This is a great example of how we (collectively) are using virtual worlds as "dreams" for Deep learning.
In the Deep Vision world we as a group are trying to segment, classify and reinforce our NN training on labeled real world data. The challenge is, it's a very manual process to label data - specifically images. The more that we can do inside the computer, for example automatically labeling pixels inside an image, without having to acquire and label real world data (or making it easier to do with real world data) the easier and faster training becomes that can be applied to real world use cases.
The trick is making the virtual world match the real world as closely as possible so that the nets we make are accurate representations of real world scenarios.
In order to transfer learnings from virtual worlds to the real world more efficiently, I imagine a module that translates real world footed to an abstract representation that is the same as for rendered footage.
In other words, you would train a NN on input from a footage of a walkthrough of a real building to output rendered footage from the same path (3D data from architects is already there). The middle layer of this quasi autoencoder then is the basis to train fully simulated tasks, e.g. autonomous vehicles. In a way, it would be similar to colorization of b/w footage. Would that scale training data?
Yea, I mean that is basically what we do with our home furnishings app - except we have to SFM to build the models.
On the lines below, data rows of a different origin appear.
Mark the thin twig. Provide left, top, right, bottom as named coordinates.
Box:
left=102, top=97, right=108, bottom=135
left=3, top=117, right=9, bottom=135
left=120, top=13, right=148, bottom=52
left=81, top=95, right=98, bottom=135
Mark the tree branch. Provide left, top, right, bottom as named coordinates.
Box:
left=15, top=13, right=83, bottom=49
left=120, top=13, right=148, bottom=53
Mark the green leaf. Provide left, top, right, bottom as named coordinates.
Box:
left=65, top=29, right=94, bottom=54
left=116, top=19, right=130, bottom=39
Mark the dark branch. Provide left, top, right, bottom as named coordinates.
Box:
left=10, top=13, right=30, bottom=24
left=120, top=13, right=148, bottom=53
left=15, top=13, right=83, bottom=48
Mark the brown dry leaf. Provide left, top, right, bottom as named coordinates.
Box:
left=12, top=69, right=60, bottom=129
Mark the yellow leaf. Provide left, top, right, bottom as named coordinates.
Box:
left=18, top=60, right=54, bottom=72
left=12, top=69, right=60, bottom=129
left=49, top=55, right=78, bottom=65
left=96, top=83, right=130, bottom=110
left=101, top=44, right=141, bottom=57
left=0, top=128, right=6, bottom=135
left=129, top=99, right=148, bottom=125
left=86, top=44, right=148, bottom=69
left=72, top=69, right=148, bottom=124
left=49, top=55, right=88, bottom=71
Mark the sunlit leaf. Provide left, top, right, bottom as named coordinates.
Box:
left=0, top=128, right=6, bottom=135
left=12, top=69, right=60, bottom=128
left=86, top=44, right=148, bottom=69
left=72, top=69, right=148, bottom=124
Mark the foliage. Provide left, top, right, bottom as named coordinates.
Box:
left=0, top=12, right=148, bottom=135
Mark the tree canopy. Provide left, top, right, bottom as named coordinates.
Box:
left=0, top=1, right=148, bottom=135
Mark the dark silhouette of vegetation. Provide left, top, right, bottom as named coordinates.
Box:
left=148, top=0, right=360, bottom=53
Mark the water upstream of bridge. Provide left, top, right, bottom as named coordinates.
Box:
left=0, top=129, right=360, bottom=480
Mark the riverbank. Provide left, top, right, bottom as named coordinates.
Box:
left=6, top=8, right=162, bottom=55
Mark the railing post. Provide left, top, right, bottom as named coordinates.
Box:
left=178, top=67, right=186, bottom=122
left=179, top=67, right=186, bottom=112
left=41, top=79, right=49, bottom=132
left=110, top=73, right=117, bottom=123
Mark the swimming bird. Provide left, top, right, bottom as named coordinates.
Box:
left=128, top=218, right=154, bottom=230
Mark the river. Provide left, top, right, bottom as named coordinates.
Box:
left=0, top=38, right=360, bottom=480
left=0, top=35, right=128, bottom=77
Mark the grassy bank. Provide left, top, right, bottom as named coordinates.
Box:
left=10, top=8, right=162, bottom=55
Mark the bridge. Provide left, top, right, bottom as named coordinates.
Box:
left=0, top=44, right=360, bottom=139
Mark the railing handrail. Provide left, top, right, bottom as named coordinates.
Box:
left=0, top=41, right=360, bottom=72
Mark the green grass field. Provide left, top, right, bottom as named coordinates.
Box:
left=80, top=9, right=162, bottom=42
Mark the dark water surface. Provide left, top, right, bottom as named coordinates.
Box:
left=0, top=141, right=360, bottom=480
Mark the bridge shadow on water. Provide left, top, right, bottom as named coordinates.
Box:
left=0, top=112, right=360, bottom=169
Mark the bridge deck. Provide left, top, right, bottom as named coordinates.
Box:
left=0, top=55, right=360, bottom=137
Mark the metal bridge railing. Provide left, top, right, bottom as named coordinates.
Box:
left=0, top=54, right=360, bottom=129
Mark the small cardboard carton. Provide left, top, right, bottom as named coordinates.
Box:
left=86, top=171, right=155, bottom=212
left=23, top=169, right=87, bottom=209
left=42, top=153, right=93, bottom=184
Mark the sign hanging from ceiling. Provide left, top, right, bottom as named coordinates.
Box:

The challenge is labeling - or autolabeling pixels.
One thing we are trying to work out is how do you label and build nets on volumes - rather than just pixels? I'm thinking it's going to be a magnitude harder.
I was surprised, since I didn't think it would be realistic enough for this purpose, but Grand Theft Auto V is being used in this manner to train self-driving cars.
In the Deep Vision world we as a group are trying to segment, classify and reinforce our NN training on labeled real world data. The challenge is, it's a very manual process to label data - specifically images. The more that we can do inside the computer, for example automatically labeling pixels inside an image, without having to acquire and label real world data (or making it easier to do with real world data) the easier and faster training becomes that can be applied to real world use cases.
The trick is making the virtual world match the real world as closely as possible so that the nets we make are accurate representations of real world scenarios.